Egypt’s travel and tourism sector recovered last year, making it the second-fastest growing in North Africa after Ethiopia, accelerating at 16.5 per cent, ahead of the global average of 3.9 per cent, according to World Travel & Tourism Council.
"The government has done a lot in terms of investment in infrastructure for security and that has contributed to the rebound in tourism," Rania Al Mashat told The National at the World Economic Forum at the Dead Sea.
“Yes, it’s going to be strong,” Ms Mashat said when asked if the sector’s pace of growth would be on par with last year. She declined to provide specific projections, however.

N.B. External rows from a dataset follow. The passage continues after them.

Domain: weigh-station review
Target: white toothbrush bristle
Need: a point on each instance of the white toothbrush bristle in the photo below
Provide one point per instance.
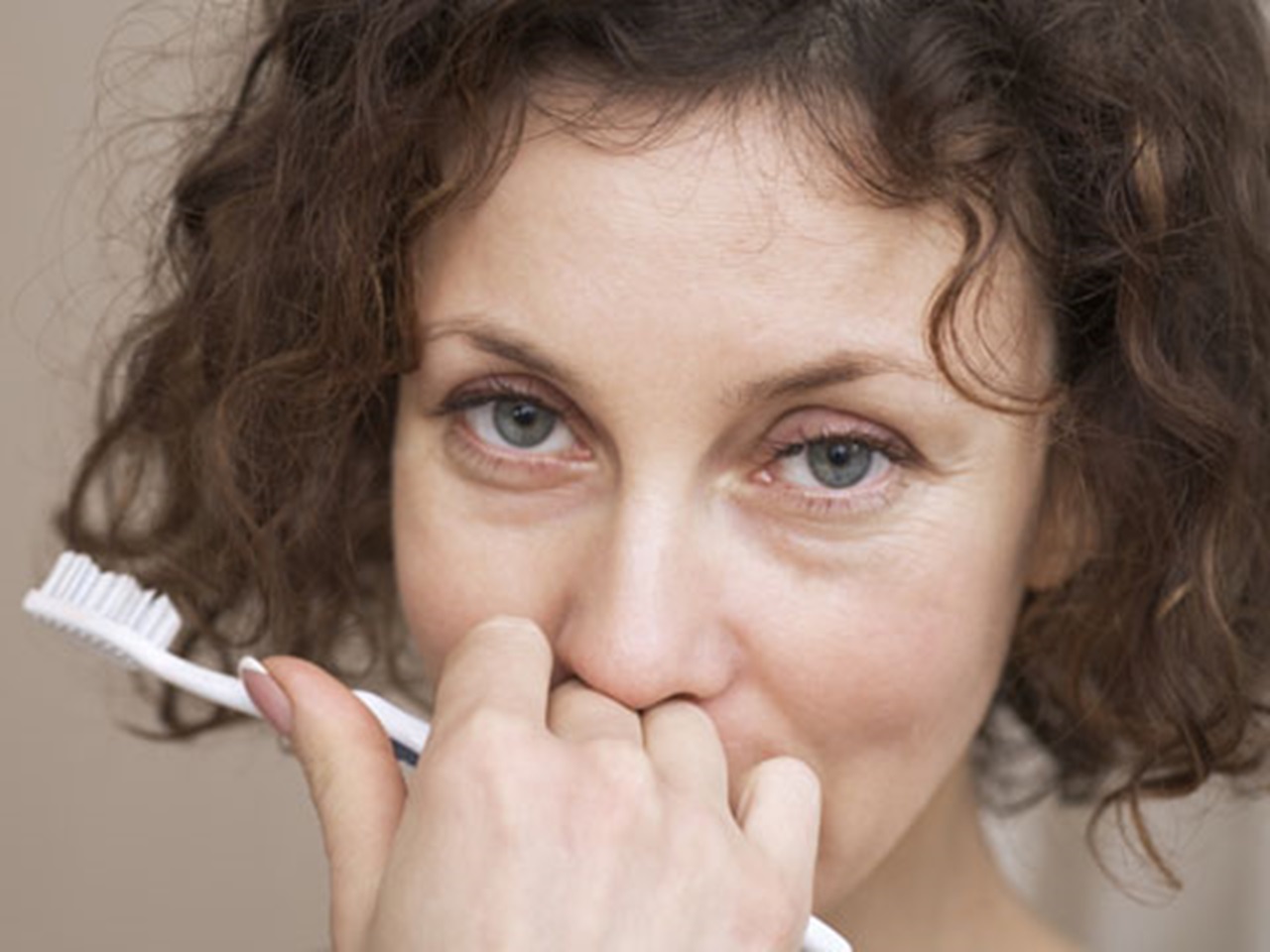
(79, 595)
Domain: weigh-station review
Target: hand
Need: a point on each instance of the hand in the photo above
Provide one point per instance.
(544, 819)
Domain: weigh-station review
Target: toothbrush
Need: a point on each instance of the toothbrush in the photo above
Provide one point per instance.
(136, 627)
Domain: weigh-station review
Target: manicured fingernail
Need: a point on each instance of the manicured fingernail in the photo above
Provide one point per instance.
(266, 694)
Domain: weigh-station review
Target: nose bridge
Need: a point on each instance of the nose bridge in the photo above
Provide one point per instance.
(643, 622)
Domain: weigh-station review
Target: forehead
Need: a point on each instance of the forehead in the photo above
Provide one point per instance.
(724, 225)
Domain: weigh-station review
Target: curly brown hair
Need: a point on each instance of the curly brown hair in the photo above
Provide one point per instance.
(1121, 148)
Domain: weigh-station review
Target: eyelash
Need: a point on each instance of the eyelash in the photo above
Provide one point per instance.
(829, 502)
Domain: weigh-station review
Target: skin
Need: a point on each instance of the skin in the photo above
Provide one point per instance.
(739, 692)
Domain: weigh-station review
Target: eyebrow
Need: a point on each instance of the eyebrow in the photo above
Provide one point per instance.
(835, 368)
(506, 344)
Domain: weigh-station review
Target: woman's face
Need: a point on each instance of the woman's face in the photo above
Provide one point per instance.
(677, 408)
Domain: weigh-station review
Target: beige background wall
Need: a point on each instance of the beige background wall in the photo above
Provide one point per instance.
(108, 842)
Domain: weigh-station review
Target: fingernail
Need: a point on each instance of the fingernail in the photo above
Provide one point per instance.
(266, 694)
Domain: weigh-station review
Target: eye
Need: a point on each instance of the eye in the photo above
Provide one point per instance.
(830, 462)
(518, 422)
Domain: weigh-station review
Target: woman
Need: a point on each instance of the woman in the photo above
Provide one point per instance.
(752, 409)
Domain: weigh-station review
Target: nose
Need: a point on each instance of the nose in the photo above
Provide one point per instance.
(645, 615)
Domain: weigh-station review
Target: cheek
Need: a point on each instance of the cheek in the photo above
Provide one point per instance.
(454, 569)
(896, 654)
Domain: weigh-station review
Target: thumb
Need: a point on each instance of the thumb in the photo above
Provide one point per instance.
(352, 775)
(780, 812)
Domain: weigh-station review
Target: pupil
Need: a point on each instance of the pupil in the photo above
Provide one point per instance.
(838, 463)
(522, 424)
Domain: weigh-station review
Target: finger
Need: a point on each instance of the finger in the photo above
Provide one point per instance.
(780, 812)
(354, 783)
(578, 714)
(684, 746)
(503, 664)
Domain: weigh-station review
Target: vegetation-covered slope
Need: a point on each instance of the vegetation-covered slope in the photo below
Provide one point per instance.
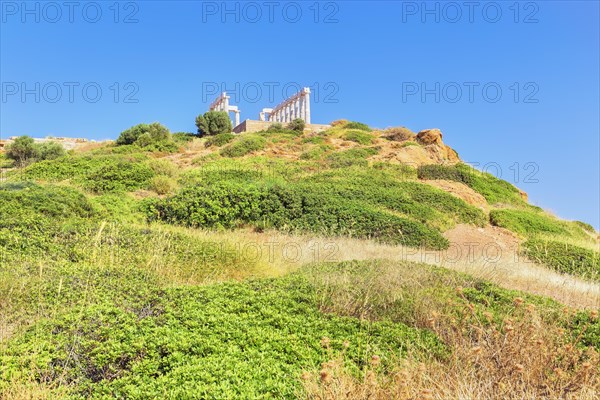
(124, 274)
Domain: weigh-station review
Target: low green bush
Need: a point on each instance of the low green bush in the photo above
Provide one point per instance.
(165, 167)
(230, 340)
(358, 136)
(28, 201)
(118, 177)
(303, 208)
(162, 184)
(529, 223)
(493, 189)
(220, 140)
(297, 126)
(99, 174)
(246, 144)
(564, 257)
(357, 125)
(351, 157)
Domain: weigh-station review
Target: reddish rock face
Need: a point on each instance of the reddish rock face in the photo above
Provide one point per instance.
(430, 136)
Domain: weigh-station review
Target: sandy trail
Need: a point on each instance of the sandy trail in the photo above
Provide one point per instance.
(489, 253)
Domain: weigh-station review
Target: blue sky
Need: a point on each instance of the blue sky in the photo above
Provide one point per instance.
(514, 87)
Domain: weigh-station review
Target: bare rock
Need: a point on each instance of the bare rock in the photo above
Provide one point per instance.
(430, 136)
(399, 134)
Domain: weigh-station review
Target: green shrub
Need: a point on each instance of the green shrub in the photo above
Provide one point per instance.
(399, 134)
(29, 201)
(585, 226)
(220, 139)
(564, 257)
(118, 177)
(409, 143)
(291, 208)
(51, 151)
(529, 223)
(22, 151)
(163, 167)
(213, 123)
(183, 137)
(275, 127)
(360, 137)
(357, 125)
(246, 144)
(162, 184)
(231, 340)
(316, 153)
(493, 189)
(297, 125)
(351, 157)
(148, 133)
(314, 139)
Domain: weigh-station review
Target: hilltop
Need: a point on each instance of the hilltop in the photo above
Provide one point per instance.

The 2011 uprising and resulting political turmoil in the country caused the economy to contract. The instability dented tourism, led to capital flight and a depreciation in the value of the Egyptian pound. However, with the help of the International Monetary Fund, the country’s economy expanded at about 5.5 per cent last year and is projected to grow 6 per cent this year.
Tourism revenue grew 40 per cent year-on-year in 2018, accounting for 20 per cent of gross domestic product. The tourism industry is the second-largest foreign exchange earner for the country and it sustains 2.5 million Egyptian jobs.
“We are putting a lot of emphasis on the two key elements of tourism development, which is the software - the investment in human capital matching the skills required with what is offered,” Ms Mashat said. “The second is the hardware, the infrastructure around hotels, and there we are upgrading the criteria for classification of hotels and engaging with international institutions that boost our competitiveness.”
International tourists spent over Dh46 billion in Egypt last year, according to the WTTC. The largest inbound international markets were: Germany (13 per cent); Russia (12 per cent); the UK (7 per cent); Saudi Arabia (6 per cent); and Italy (3 per cent).
The government is working on rolling out with the private sector a private equity fund that will bring investment into the tourism industry and also overhaul its hotels or help to build new ones, Ms Mashat said.
“We want to have anchor investors, as a government we won’t have money in there but we will be championing the fund, showcasing that the sector is very important for the country,” she said. “We are creating the structural reforms that are required so that it’s a winning sector for any investor who puts money in the country.”
The government is still finalising the details of the fund and how it will be managed, she said, declining to specify its size.
The country currently has 250,000 hotel rooms and more are likely to come online as new cities are being constructed.
The government is also in the process of opening or constructing new airports at key destinations across the country.